But you still get a virtual hug!

THWACK!


----------



## THWACK! (Nov 25, 2010)

MikeyLikesIt said:


> I think aiming at certain corners of the can has an added benefit for those who like to hunt. When shooting at game, you may not have a nice little target, and have to focus on a specific part of the animal and hit it. I heard an archer describe visualizing a red dot on his deer before loosing his arrow. Of course, since SS hunters are probably using head shots I suppose those beady little eyes work just as well as bulls-eyes.


The red spot on the deer is the laser sight - no visualization needed.

THWACK!


----------



## THWACK! (Nov 25, 2010)

gunslingster said:


> The best thing about shooting cans is the sound it makes when you get a nice clean shot.
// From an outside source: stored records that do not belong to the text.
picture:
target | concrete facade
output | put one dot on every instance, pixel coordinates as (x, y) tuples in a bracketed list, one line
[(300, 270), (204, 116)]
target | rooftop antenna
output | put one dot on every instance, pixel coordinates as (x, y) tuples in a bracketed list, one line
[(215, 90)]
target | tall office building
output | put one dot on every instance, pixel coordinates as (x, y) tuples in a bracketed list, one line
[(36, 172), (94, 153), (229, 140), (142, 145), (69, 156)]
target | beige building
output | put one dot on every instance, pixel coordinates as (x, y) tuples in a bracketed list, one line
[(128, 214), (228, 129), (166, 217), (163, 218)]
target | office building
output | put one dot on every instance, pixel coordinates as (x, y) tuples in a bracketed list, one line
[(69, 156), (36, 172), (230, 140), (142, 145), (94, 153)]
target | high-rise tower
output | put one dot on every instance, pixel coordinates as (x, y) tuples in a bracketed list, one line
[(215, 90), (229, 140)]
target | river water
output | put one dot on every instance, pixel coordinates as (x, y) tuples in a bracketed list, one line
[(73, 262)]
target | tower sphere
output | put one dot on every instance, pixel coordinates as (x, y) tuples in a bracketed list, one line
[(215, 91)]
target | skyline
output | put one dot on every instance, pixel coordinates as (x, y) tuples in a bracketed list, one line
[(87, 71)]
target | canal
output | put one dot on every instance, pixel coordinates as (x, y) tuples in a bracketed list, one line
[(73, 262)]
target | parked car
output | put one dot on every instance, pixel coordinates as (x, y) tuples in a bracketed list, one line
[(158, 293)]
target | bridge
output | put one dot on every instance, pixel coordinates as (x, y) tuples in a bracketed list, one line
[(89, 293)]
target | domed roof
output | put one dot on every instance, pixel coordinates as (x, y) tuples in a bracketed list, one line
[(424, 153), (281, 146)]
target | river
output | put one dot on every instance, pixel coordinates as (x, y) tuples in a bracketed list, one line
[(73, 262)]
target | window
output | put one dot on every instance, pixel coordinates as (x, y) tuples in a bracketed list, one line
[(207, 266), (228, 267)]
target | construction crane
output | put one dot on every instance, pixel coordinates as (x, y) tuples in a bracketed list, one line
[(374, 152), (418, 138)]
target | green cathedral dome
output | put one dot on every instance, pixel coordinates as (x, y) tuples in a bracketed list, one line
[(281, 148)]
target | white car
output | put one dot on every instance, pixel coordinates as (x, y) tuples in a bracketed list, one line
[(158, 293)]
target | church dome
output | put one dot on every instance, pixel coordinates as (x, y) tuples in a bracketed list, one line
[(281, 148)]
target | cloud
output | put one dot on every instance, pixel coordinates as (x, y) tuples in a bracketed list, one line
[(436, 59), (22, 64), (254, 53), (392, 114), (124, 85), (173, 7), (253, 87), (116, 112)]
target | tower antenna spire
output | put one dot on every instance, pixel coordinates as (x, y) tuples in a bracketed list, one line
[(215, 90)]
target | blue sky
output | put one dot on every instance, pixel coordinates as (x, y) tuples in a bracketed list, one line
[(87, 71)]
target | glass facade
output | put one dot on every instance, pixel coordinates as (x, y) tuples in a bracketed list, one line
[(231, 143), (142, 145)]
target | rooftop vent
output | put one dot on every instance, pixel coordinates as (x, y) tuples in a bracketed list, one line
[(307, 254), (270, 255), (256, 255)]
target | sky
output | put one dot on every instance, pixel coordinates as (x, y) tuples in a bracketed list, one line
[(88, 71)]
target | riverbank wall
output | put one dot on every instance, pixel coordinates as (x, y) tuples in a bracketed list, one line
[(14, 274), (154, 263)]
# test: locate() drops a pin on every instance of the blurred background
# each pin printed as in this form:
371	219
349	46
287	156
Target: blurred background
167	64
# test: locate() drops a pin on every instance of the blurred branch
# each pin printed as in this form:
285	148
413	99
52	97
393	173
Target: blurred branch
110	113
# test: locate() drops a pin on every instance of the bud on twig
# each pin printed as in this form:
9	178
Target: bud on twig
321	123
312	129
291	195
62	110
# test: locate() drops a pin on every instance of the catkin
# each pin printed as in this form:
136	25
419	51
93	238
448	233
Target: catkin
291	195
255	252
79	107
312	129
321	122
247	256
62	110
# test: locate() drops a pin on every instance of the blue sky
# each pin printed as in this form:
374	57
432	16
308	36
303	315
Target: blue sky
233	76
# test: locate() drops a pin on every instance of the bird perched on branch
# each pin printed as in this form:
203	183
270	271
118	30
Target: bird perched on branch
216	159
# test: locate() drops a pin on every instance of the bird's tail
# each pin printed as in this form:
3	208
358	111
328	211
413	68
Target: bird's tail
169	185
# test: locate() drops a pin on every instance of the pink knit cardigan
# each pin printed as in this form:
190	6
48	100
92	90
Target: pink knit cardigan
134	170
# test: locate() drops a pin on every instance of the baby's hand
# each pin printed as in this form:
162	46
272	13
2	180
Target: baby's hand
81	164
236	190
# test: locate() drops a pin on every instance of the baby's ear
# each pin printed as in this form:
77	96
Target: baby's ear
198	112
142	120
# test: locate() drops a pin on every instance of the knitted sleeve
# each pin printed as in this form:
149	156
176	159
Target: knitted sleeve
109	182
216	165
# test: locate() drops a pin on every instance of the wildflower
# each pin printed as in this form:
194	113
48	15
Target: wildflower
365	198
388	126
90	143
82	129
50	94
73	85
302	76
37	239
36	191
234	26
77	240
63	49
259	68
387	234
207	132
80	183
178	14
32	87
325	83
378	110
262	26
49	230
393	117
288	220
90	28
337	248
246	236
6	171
Love shooting cans.


Tin cans have much better report than aluminum (aluminium for our Brit brothers) cans, and last longer.

Free the tin forests!

THWACK!


----------



## THWACK! (Nov 25, 2010)

Ukprelude said:


> AKA Forgotten said:
> 
> 
> > Don't forget if not tied or hung, multiple distances and also heights
> ...


By the time you finish stepping back 50 feet, the can's already landed on the ground, so why throw it?

THWACK!


----------



## THWACK! (Nov 25, 2010)

Joey Jfive Lujan said:


> I love shooting cans .. and I agree .. they are a good target for sure .. the sound is just great! .. i like to drive in the mountians with my family and just smash every can on the side if the road !! ... well I know what in doing tomorrow ! Lol
> 
> Sent from my SM-G955U using Tapatalk


Then you pick them up for recycling, right?

THWACK!


----------



## THWACK! (Nov 25, 2010)

AKA Forgotten said:


> Don't forget if not tied or hung, multiple distances and also heights


Some laws in some jurisdictions have restrictions re: hangings.

Now, have I ever mentioned my two former wives who got hung up in our marraiges?

THWACK!


----------